Ia menyebut guna melancarkan upaya tersebut, perlu ada peran serta dari wisatawan untuk memastikan kualitas lingkungan, kondisi sosial budaya, dan kualitas kehidupan lokal tetap terjaga. Pihaknya memulai langkah dengan Bali sebagai contoh atau prototyping.
"Agar perkembangan Bali saat ini harus dilihat sebagai cara kita mengembangkan pariwisata yang lebih berkeseimbangan, berkualitas, tetap berkarakter, dan akhirnya tidak hanya terjadi saat ini, tetapi bisa berkelanjutan," terang Frans.
Formulasi Kebijakan
Frans mengatakan, "Wacana ini kita olah dengan formulasi kebijakan dan mudah-mudahan bisa mendapatkan satu pemahaman bagaimana tourist tax dan pembatasan kuota menjadi salah satu cara kita mengembangkan pariwisata lebih berkualitas dan berkelanjutan. Kita harapkan tahun ini (wacana rampung), paling lambat tahun depan sudah kita terapkan."

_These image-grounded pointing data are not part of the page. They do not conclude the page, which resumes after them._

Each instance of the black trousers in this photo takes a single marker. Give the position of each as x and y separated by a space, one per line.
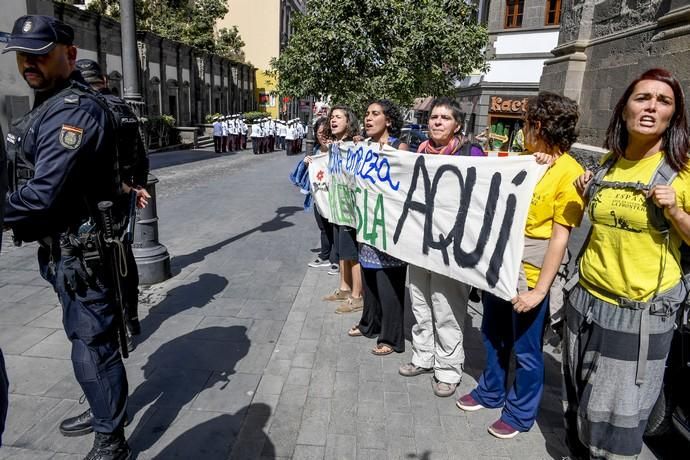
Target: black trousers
130 292
4 394
384 297
327 243
88 315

Dikatakan Frans, dalam pembahasan kedua wacana ini, pihaknya akan memformulasikan exercise yang pas hingga nilai dolar atau rupiah yang harus diterapkan. Hal tersebut tergantung dari jenis kunjungan yang menjadi variabel yang dipertimbangkan.
"Kelompok usia, lama tinggal, preferensi atau tujuan kunjungan sampai ke jenis akomodasi, sesuatu yang kita lihat lebih utuh untuk memformulasikan kebijakan. Kita perlu waktu, kita harapkan tidak menjadi sesuatu yang kalau diterapkan nanti ramai lagi," ungkapnya.
Ia menerangkan, "Harus lihat berbasis kebijakan dan manfaat yang terukur, lihat uangnya lari ke mana, PNBP atau masuk pajak, dispenda kalau daerah. Itu menurut saya business process harus accountable karena kalau tidak, nanti distorsi, bocor sana-sini, menimbulkan ketidakpercayaan."
Pariwisata, disebut Frans, adalah bisnis kepercayaan yang dibangun tidak hanya untuk wisatawan. Mekanisme ini dipersiapkan dengan instrumen accountable dan terukur yang dapat dipertanggungjawabkan dengan baik.
Advertisement
Pengaturan dan Pengembangan Pariwisata
Berkaca dari negara-negara yang telah menerapkan pajak turis asing, Frans menjelaskan tujuan hingga seberapa efektif pajak turis asing hingga pembatasan kuota bagi pariwisata. "Kita juga belajar dari negara-negara lain, kita harus punya benchmarking, apakah di Selandia Baru, Jepang, Thailand, Portugal, Kroasia, mereka sampai mengenakan pajak," ungkapnya.
"Karena di Indonesia, ada pajak hotel, namun yang dimaksudkan di sini adalah pajak wisatawan yang kita komunikasikan kepada wisatawan. Kalau lihat seberapa efektif wacana ini, terkait tujuan, saya menggarisbawahi sekali lagi bahwa kita sedang berhadapan dengan kegoncangan global yang memberikan persyaratan yang baik kepada kita agar sumber daya kita dijaga dan dirawat," tambahnya.
Frans menyebut pihaknya berharap pajak wisata benar-benar diarahkan untuk preservasi, perlindungan, konservasi, dan perawatan nilai-nilai budaya. Hal tersebut dilakukan agar sumber daya tetap lestari dan dijaga tetap berkualitas.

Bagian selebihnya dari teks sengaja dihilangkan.